Борис Акунин - Пелагия и красный петух
Объяснялся с Долининым староста — угрюмый дед, весь, как леший, заросший седым с прозеленью волосом. Кроме старика в общинной избе были еще двое немолодых мужиков, ртов не раскрывавшие и только настороженно пялившиеся на незваных гостей.
Если б не волостной старшина, приходившийся старосте кумом, никакого разговора, должно быть, вовсе бы не вышло.
Главное, зачем ехали, выяснилось почти сразу.
Заглянув в открытый ящик, староста перекрестился и сказал, что это точно Петька Шелухин, природный строгановец. Три года как ушел, и с тех пор его здесь не видывали.
— При каких обстоятельствах он покинул место жительства? — спросил Долинин.
— Че-ко-ся? — вылупился на него староста, изъяснявшийся на местном говоре, с непривычки довольно трудном для понимания. — Че талакаити?
— Ну, почему он ушел?
— То-оно, ушел и ушел. Мы лонись и домишку яво на обчество отписали, — обвел дед рукой горницу, надо сказать, прескверную — с низким потолком, в углах серым от паутины.
— «Лонись» — это «в прошлом году», — перевела Пелагия. — Они устроили в доме Шелухина общинную избу.
— Мерси. Я его не про избу спрашиваю. Что он за человек был, Шелухин? Почему из деревни ушел?
— … человечишко, — отчетливо проговорил дед некрасивое слово, от которого монахиня поморщилась. — Тырта, дрокомеля. Хлопать был здоров, лижбо сбостить чаво. Не одинова учили.
— А? — спросил Долинин Пелагию. Та пояснила:
— Хвастун, бездельник. Врал много. И в воровстве замечался.
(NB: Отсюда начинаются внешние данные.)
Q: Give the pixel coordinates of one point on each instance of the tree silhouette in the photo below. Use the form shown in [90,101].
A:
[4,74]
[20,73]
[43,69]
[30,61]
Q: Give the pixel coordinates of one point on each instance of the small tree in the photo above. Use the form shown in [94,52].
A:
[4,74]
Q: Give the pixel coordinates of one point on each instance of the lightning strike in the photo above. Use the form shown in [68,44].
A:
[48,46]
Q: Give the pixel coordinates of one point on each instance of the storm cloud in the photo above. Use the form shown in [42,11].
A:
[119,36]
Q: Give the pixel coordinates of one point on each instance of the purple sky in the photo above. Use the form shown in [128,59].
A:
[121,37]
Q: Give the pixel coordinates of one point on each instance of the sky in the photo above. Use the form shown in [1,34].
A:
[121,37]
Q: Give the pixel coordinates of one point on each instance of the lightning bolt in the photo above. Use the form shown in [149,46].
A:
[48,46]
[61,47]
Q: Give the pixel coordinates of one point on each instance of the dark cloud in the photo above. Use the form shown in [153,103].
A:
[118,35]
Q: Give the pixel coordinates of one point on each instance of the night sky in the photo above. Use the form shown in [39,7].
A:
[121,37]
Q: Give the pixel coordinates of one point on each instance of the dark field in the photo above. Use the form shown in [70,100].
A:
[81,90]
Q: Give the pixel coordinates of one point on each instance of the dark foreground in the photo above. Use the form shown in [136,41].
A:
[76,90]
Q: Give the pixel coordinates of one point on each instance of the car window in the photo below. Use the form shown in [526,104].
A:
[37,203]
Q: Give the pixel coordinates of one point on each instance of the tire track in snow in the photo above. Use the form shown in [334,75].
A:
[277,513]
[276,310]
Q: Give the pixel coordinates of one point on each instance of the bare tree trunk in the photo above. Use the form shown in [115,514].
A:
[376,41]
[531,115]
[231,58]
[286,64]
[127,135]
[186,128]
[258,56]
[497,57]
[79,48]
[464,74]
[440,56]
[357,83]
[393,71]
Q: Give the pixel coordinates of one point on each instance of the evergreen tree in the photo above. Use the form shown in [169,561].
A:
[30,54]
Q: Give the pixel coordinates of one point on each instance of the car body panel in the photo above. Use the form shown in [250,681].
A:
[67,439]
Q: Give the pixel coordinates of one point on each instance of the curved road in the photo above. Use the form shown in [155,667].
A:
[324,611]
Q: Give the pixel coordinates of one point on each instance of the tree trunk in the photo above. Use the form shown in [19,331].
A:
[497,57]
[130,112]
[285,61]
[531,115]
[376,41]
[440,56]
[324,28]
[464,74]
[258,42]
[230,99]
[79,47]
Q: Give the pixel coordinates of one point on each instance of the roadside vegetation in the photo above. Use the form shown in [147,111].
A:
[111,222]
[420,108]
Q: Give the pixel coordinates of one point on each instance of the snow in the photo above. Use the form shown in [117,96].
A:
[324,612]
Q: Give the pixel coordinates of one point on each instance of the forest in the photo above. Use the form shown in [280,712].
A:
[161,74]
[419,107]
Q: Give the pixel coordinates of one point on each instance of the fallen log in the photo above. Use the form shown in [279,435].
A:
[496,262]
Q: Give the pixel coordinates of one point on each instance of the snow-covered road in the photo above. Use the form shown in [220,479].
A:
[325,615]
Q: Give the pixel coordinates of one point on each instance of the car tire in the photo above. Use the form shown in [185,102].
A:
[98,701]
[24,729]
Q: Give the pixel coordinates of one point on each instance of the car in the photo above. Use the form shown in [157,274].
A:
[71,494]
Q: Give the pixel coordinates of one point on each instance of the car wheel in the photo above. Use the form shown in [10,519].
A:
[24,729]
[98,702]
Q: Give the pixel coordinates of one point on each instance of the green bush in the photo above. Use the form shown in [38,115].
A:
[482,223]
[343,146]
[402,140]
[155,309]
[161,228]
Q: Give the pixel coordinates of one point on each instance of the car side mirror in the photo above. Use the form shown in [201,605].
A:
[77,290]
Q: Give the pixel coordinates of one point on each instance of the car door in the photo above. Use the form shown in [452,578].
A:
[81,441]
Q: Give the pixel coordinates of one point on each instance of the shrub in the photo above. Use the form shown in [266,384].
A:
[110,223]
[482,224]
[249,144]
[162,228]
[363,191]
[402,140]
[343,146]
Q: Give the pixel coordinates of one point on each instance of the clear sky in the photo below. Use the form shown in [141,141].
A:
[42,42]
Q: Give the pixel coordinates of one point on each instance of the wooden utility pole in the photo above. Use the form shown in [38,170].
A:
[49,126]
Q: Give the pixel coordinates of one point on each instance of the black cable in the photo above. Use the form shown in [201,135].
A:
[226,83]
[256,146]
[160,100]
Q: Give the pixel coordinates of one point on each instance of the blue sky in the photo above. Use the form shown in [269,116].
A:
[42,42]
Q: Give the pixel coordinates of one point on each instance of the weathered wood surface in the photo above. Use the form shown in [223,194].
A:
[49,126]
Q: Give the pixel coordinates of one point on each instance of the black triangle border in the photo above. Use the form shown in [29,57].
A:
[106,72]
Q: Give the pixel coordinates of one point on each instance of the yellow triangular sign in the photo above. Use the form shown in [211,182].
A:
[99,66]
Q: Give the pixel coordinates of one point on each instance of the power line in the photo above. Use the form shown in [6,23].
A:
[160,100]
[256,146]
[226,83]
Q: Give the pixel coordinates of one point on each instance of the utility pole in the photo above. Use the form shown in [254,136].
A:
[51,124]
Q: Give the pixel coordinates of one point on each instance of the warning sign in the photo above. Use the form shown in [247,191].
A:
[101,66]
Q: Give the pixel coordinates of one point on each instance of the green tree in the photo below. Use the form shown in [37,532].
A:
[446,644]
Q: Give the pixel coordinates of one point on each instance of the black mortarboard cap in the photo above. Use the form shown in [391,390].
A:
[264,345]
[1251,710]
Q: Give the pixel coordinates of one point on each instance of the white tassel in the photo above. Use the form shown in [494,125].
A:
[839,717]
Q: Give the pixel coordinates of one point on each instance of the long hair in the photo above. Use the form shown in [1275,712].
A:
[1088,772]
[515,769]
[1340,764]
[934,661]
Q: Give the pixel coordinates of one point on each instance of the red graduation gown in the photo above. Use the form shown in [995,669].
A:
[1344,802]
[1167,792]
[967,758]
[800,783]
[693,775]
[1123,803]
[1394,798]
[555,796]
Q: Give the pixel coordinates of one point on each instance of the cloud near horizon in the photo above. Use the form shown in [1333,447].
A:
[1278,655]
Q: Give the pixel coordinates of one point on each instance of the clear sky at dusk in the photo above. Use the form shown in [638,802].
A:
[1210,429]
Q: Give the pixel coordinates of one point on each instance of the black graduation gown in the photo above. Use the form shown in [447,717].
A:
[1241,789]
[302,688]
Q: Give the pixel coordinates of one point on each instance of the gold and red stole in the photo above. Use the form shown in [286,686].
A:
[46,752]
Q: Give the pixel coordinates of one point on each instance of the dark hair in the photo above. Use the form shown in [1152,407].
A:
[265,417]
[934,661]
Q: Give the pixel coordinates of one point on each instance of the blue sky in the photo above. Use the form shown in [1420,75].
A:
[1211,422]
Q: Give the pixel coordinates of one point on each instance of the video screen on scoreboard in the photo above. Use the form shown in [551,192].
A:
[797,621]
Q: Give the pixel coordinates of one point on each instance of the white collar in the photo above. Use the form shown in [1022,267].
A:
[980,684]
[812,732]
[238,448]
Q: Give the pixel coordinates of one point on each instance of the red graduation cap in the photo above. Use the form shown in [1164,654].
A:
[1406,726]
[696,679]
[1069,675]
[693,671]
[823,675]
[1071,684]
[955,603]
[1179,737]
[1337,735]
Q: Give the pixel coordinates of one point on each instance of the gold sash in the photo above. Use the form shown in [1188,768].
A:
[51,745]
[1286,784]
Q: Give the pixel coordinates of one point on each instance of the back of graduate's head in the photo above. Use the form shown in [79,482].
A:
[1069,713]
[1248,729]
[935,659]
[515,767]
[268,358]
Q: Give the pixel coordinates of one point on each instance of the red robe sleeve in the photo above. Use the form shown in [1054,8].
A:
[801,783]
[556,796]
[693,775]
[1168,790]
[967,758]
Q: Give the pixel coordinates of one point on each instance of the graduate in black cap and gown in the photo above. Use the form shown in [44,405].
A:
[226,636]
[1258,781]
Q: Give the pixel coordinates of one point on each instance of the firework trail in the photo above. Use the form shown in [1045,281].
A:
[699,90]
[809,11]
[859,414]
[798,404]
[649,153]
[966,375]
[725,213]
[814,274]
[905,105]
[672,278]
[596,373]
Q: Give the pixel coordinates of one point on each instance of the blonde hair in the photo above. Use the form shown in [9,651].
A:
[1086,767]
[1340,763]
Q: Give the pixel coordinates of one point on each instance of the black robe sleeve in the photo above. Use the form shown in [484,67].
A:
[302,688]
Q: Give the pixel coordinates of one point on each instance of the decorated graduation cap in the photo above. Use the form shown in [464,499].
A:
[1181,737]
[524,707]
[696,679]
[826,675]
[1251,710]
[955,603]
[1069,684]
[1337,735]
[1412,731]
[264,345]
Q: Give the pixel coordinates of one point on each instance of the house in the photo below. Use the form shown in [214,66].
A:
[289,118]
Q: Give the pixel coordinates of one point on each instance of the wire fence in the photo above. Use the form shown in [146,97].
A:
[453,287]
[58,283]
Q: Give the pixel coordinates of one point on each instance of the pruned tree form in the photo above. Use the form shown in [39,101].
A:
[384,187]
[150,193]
— Похоже, что наш, — заметил Сергей Сергеевич. — Повадки сходятся. С чего вдруг Шелухин подался из этих чудесных мест? Спросите-ка лучше вы, сестра, а то мы с этим Мафусаилом как-то не очень друг друга разумеем.
Пелагия спросила.
Староста, переглянувшись с молчаливыми мужиками, ответил, что Петька «отошел с диком татарином».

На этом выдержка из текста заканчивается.